CSI 5340 Homework Exercise 3
Note that to complete the homework, you must submit
your Python codes for the question
a report (in PDF format) including the required experimental results, descriptions, and other related
information.
Failing to submit either the code or the report will be given zero mark.
In this exercise, you need to design a CNN model for the MNIST dataset http://yann.lecun.com/
exdb/mnist/ and train that model using adversarial training (i.e., the “mini-max formulation” introduced
in the class; details see the lecture slides). More specifically, you need to do the following:
Design a CNN model. Describe your model structure in your report.
Write a code to implement the algorithms of both the targeted and non-targeted PGD attack. Describe
the steps of your implementation for these two algorithms in details in your report.
Train the model to get your first classifier using adversarial training with non-targeted 20-step PGD
attack. The perturbation radius ? is set to 0.3 and the step size α is set to 0.02 during the training.
Train the model to get the second classifier using adversarial training with non-targeted 1-step PGD
attack. The perturbation radius is still 0.3 and the step size α is set to 0.5 during the training.
Train the model to get the third classifier using adversarial training with targeted 20-step PGD attack.

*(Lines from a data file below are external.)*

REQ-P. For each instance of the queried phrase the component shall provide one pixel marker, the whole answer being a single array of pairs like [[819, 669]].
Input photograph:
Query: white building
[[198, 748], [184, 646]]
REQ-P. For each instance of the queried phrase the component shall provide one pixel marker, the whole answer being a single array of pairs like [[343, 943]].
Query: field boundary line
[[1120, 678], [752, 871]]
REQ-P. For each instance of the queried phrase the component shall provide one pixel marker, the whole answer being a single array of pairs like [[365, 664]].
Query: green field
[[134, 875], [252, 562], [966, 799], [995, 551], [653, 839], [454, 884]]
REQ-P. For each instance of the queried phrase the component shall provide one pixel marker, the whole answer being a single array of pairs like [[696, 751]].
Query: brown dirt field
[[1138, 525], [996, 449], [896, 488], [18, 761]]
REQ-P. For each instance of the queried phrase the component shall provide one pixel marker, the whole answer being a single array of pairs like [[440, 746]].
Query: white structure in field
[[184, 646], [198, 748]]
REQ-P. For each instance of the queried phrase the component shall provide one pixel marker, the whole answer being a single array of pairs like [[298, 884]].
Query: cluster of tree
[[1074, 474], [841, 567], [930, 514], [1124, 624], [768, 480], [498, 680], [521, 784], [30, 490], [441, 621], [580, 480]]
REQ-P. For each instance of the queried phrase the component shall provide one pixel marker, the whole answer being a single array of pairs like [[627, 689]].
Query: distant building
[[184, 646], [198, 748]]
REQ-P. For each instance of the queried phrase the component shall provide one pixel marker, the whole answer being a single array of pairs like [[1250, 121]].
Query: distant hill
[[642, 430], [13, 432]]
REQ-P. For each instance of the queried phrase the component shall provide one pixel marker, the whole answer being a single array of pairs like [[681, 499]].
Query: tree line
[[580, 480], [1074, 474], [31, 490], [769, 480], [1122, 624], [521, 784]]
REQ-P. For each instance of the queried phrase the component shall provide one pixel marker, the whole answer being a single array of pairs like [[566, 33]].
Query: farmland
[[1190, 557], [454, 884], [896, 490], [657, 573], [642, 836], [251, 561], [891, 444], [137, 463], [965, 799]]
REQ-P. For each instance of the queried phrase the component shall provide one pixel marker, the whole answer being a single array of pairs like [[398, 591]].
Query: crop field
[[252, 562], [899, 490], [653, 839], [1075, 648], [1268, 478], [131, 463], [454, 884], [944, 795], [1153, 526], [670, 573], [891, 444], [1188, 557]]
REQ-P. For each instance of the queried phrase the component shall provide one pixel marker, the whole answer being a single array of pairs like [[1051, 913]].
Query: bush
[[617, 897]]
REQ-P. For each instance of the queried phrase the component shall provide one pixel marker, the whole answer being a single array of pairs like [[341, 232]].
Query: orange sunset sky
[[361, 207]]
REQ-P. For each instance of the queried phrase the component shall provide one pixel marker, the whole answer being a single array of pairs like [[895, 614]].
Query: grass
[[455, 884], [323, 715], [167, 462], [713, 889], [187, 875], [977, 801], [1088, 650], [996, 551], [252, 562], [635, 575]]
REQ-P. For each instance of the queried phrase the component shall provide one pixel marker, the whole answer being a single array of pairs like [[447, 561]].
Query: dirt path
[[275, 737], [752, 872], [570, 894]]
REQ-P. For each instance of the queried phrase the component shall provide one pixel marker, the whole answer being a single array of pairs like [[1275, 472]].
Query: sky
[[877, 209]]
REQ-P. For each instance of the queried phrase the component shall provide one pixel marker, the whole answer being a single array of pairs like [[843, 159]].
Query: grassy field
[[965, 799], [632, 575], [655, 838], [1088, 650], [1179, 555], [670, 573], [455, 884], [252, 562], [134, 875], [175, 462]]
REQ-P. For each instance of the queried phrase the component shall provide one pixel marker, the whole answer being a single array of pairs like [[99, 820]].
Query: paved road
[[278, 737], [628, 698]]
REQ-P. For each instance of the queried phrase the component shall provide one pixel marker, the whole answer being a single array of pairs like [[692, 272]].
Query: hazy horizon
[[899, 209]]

The perturbation radius ? is set to 0.3 and the step size α is set to 0.02 during the training. When
using the targeted PGD attack during the training, the target class label is chosen as the most likely
label predicted by the current classifier excluding the true label. That is the label corresponding to
the largest element in the final output vector of your neural network excluding the value for the true
label.
In your report, you need to document the training behaviours for all the three training settings.
That is, you need to observe how the training loss and training accuracy (on both the perturbed and
unperturbed training data) evolves with each iterations of adversarial training. Plot the training loss
and accuracy curves and exhibit them in a reader-friendly fashion.
Evaluate your classifiers on the testing set using both the targeted and non-targeted 40-step PGD
attack with the following settings of the perturbation radius ? ∈ {0, 0.1, 0.2, 0.3, 0.45} (note that ? = 0
is equivalent to testing your model on the unperturbed data). The step size α is set to 0.01. When
performing targeted attack, the target label is still chosen as the most likely class label (excluding the
true label) predicted by the classifier. Include the testing accuracy in your report.
For each evaluation settings mentioned above, generate some adversarial examples (2 or 3 images for
each) and exhibit them in your report.
In all settings, the perturbation set is the l∞ norm ball introduced in the class.
Exhibit and organize your experimental results in a reader-friendly fashion. Comment on any observations
you have in your experiments and remark on the lessons learned.